There is now much more freedom from some of the constraints that were imposed on us – at school and through social pressure beyond that. But even there the lack of an agreed social norm produces a new set of pressures – needing each of us to decide for ourselves what to regard as “normal society” and where we fit in.

So, a good time to be a teenager? Not necessarily.
As so often, it’s a question of perspective.
Of course teenagers are going to feel hard done by – they can’t remember any of the hardships or constraints their grandparents or parents faced, only the sense that NOW their elders seem to have all the power. That’s always been true to an extent.

But then, their elders generally see things through the lens of their own experience too.
We remember what it was like, don’t we – we’ve all been to school after all? Except that school life today is rather different than it was 10 years ago, is very different from when I left school in 1986, and completely unlike anything many of you would ever have experienced before then. And it’s easy to make assumptions which may actually rest on rather flimsy foundations.

I’m labouring this point rather, not to make us ALL depressed – but just to encourage us think about the way we do read the headlines or interpret comment in the media: do we make assumptions about people who are younger, or older than us, that really we have no right to make? Do we ever challenge those assumptions – whether made by us or someone else?

The question of “perspective” is there in our Gospel reading today – with its equally challenging picture of power-play and motivation.

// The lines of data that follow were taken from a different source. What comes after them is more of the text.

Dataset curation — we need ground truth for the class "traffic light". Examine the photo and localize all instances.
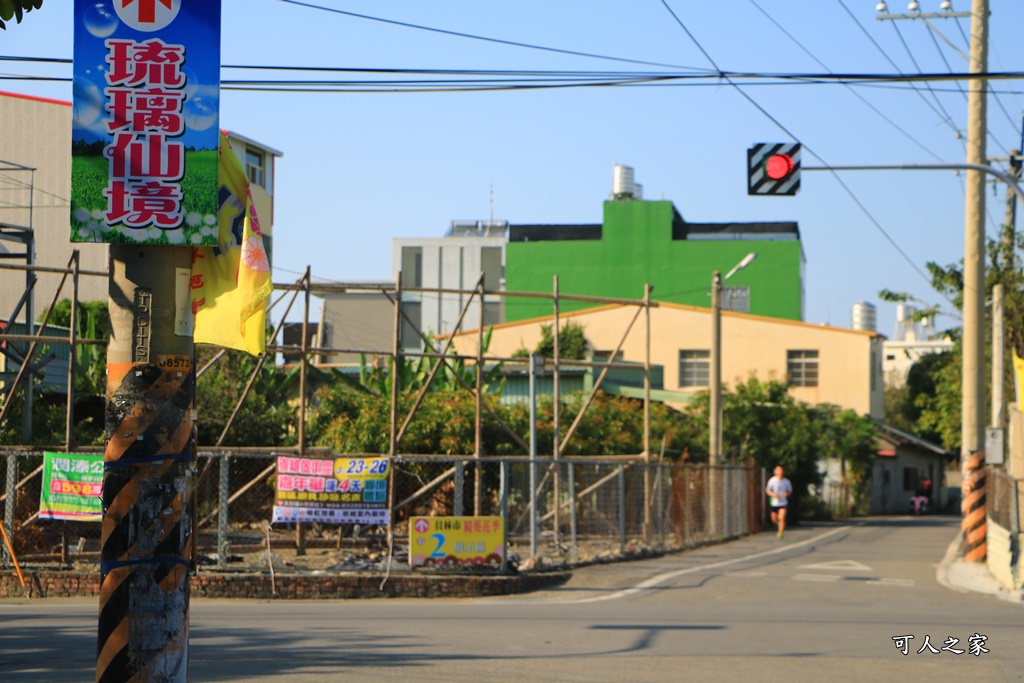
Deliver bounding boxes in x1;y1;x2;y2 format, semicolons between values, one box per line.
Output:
746;142;800;195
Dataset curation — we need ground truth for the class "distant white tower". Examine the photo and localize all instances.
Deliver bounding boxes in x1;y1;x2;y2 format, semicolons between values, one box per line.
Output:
851;301;878;332
611;164;642;200
895;303;918;341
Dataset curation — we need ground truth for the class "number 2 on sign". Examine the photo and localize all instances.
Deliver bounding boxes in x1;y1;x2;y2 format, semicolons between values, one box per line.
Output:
430;533;444;557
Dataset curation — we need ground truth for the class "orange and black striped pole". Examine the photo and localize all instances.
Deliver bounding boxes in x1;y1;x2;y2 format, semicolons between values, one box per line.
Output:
961;451;988;562
96;245;196;683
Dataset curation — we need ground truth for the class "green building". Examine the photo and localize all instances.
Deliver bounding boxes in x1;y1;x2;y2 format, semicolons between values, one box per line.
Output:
505;199;804;322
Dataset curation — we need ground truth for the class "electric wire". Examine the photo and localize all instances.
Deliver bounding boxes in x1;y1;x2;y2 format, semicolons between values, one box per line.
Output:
659;0;952;303
750;0;942;161
836;0;963;147
892;22;967;137
955;11;1024;149
280;0;700;69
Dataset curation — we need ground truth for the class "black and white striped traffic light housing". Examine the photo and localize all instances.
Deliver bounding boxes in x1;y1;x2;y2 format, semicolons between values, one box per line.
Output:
746;142;800;196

The section we just heard comes at the end of a gradual unfolding – in Chapter 8, Jesus set out on his ministry of healing and teaching, then in chapter 9 he sends the 12 to continue this work, and now in chapter 10 he sends out “70 others”. They are evidently successful in their mission, and return excited and eager to tell Jesus all about it.
But he’s not interested in that; he’s more concerned that they have they eyes set on the future – on the coming kingdom of God. “Do not rejoice that the spirits submit to you – but that your names are written in heaven.”

What matters, it seems, is not the power we can achieve – the things we make happen, for good or ill – but the reason we do anything at all.

If we are motivated by God’s love and concern for all people and all life, and a desire to make that love known and that life a rich experience for all, then surely we will develop a perspective that sees things from many angles – that sees the world in the way that others do.
And that, I think, is what Jesus is asking of us.
We somehow need to work for a practical vision of the future which both recognises and encompasses the mix of needs and perspectives across the generations and within each generation – to avoid generalisations about “young people” or “old People” or any other category of people and to see just “people”.

The world in which Jesus first preached the kingdom of God is as alien to us as life on Mars would be – 2000 years away and with social complexities that we simply can’t comprehend.
And yet that vision does speak to us, as it does in hugely different cultures around world and as it has throughout the intervening generations since Jesus first spoke of it.
That vision is one of inclusion, of justice, of love and forgiveness – it is a broad vision of life in all its fullness.

To all of us, then and now, Jesus gives an urgent call to action – to be labourers in the harvest of God’s people – and not to feel that we have failed when some refuse to see that vision with us. It’s not success that he asks from us, but our willingness to join in the attempt.